Carla Zaccagnini’s practice merges literature and the visual arts. She uses the fragment as a concept to illustrate processes of discontinuity and displacement in Latin American cultural, social, and political contexts. Similar to annotations in the margins of a book, her installations, sculptures, and performed writings stray from mainstream versions of history, diversifying both subjects and ways of narrating. The exhibition features several newly commissioned installations and films.
In Cuentos de cuentas/Accounts of Accounting, she uses personal memories and appropriated stories to narrate tales of everyday life in which the domestic, the historical, and the epic overlap.
Throughout the exhibition, intimate moments from her family’s archive allude to the economic asymmetries and co-dependent relationship between Latin America, the U.S., and Western Europe. Her works explore migrations, trade, and resource extraction caused by outside intervention and which contribute to the fragile economic environment and a recurring sense of disappointment that lingers throughout the region.

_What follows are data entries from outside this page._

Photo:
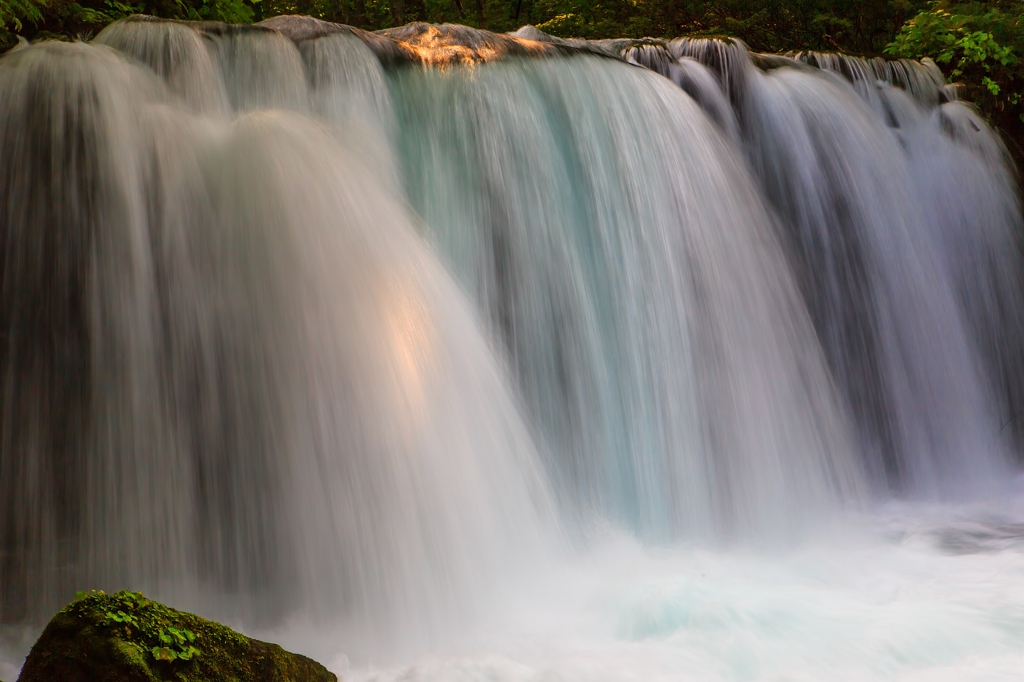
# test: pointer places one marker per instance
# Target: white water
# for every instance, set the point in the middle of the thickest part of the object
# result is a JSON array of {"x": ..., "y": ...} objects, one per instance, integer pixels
[
  {"x": 383, "y": 355},
  {"x": 909, "y": 593}
]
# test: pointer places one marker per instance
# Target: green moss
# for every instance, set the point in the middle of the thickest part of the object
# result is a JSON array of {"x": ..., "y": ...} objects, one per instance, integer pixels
[{"x": 125, "y": 637}]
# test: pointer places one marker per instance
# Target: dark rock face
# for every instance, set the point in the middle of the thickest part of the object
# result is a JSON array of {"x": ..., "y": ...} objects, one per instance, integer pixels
[{"x": 125, "y": 637}]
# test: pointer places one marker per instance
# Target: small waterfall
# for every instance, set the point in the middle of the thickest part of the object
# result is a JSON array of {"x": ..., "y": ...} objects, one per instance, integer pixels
[
  {"x": 298, "y": 320},
  {"x": 621, "y": 252},
  {"x": 873, "y": 252},
  {"x": 232, "y": 371}
]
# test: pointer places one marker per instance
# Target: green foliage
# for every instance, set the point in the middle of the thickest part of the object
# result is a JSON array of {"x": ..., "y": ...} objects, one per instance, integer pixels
[
  {"x": 981, "y": 45},
  {"x": 14, "y": 13},
  {"x": 124, "y": 636},
  {"x": 142, "y": 625}
]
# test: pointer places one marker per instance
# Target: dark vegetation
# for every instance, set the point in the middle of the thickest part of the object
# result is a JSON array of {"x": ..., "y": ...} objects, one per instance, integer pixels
[
  {"x": 125, "y": 637},
  {"x": 977, "y": 44}
]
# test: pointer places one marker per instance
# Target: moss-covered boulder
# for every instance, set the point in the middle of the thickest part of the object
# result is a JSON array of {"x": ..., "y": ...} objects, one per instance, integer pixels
[{"x": 125, "y": 637}]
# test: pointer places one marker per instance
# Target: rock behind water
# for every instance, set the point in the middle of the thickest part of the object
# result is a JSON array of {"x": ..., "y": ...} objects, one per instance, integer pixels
[{"x": 125, "y": 637}]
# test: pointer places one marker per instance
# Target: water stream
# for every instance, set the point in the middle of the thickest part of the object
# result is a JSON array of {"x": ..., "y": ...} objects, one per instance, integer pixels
[{"x": 445, "y": 355}]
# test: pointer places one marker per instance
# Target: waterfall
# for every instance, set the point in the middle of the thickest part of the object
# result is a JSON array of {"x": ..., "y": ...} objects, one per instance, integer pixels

This exhibition is Carla Zaccagnini’s first solo presentation in the United States and started with episodic online publications between January 2021 and April 2022 also titled Cuentos de Cuentas. In these stories, Carla casts herself in the role of the doubtful narrator, presenting fiction as fact and challenging conventional notions of truth. Her narratives question the truthfulness and equally reflect on notions of value. Throughout, she reflects upon the strategies and tactics necessary to keep and transport money when it was still an object to be kept safe, secret, and under wraps.
The exhibition is accompanied by a publication co-published with K. Verlag.